Todas as vezes nas quais assisto Hair, sinto a nostalgia que nunca tive. Ao testemunhar como era a sociedade no final dos anos 60, a cultura americana (e também européia), o Rock N’ Roll atingindo seu auge, o movimento hippie pregando paz e amor acima de tudo, entre outras coisas, faz-me querer cada vez mais ter vivido aquela época, mesmo com todas as dificuldades que ela também apresentava. Atualmente, vivemos em um mundo aonde as pessoas não interagem mais entre si e não se preocupam umas com as outras. São tão fúteis e conformistas que se contentam com o nível mais baixo de conhecimento cultural (ao menos, os brasileiros) e acham que a Política algum dia irá consertar o mundo. Os jovens estão cada vez mais estúpidos e unidimensionais. Não existe mais a vontade de se causar uma revolução através da inteligência e do inconformismo, muito menos o tesão pela vida.
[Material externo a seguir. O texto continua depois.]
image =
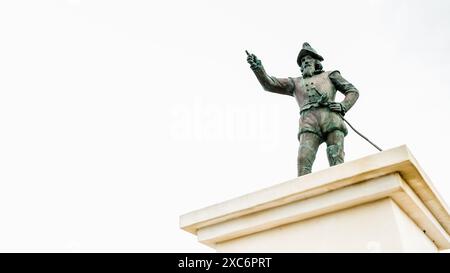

Tudo isso me convence de que nasci na época errada, onde quase tudo é ruim demais, sugerindo que a humanidade vai gradualmente caminhando em direção ao fim.

“Quando a lua estiver na Sétima Casa e Júpiter se alinhar com Marte, então a paz irá guiar os planetas e o amor dirigirá as estrelas.”Aquarius

3 comentários:

  1. Oi Pedro! Adoro seus posts sobre cinema!!!
    Hair também é um dos meus filmes favoritos!
    A primeira vez que assisti foi na escola em Belo Horizonte, onde tinha aula de cinema. Viajo na parte em que Claude toma LSD e fica doidão, rsrs!
    Já perdi as contas de quantas vezes assisti. Tenho a honra de ter a trilha sonora do filme em Vinil!
    Continue postando sobre cinema, você escreve bem demais!!! Beijos Piu.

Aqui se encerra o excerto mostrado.